The local water supply has been taken over by a municipality-appointed board that has drained the water tables of the outlying areas to supply the city and its hoped for development. Sarah and her neighbors are left with drying wells and worthless property and are being gouged by the city’s ever increasing fees for any assistance that will be provided. Enough is enough. She’s had it with petitions and hearings where the citizens are being fed a line of bull. Sarah knows her way around a stick of dynamite!

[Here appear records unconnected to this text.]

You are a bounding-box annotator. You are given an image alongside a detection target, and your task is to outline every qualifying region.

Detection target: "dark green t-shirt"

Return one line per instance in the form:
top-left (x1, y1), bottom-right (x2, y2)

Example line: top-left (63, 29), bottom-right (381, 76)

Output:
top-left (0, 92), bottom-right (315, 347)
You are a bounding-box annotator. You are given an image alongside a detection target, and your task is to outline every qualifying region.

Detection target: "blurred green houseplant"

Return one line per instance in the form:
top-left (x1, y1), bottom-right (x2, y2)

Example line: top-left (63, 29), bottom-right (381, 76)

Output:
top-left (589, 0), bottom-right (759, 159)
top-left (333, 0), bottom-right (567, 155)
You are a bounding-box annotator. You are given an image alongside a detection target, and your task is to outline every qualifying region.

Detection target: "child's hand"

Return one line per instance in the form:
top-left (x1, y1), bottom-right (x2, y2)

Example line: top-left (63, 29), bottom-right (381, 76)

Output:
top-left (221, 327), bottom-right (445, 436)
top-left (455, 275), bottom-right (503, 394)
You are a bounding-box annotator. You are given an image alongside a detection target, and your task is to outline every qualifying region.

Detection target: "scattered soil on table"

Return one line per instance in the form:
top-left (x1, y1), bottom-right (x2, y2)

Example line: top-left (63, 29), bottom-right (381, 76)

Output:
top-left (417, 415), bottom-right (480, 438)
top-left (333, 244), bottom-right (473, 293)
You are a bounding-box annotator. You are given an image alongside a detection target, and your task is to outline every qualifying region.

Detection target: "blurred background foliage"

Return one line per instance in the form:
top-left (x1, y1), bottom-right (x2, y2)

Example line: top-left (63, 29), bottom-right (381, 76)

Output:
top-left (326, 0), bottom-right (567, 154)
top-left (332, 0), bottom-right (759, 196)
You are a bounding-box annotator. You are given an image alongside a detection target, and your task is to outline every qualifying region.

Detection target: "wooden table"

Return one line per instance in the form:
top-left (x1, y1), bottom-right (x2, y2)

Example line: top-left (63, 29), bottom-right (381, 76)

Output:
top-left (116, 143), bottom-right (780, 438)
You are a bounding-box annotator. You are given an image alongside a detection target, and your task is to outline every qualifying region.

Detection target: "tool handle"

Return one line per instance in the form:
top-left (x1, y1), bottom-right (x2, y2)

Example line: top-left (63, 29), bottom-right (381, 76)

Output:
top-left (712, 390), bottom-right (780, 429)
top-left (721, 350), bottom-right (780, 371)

This is the type of flick that makes me love TV movies from the 70s and 80s. It’s slightly bananas, but unruffled by that and completely certain of the story it wants to tell. It hits other sweet spots of mine. It has a strong woman at its center (TV movies as a genre were always female-centric). It has terrific actors up and down the cast list (any flick with Richard Farnsworth, Bo Hopkins, and Bruce Davison isn’t effing around). And it gets you involved with the story and its protagonist, who is given a final scene that would make Thelma and Louise proud.

McGuire played a lot of faithful wives and mothers over the years, and you suspect she relished playing a lady who, in her genteel way, won’t take anymore s—t. But then there was always a hint of steel behind her gentle manner (A Tree Grows in Brooklyn comes to mind). The fact that she was left off the Academy’s In Memoriam in 2002 . . . well, the Oscars have been a joke for years.

It’s too bad this isn’t available in a better print than what’s on right now. The upload from an old broadcast freezes at several points, including one of the most suspenseful. A better upload to YouTube, anyone?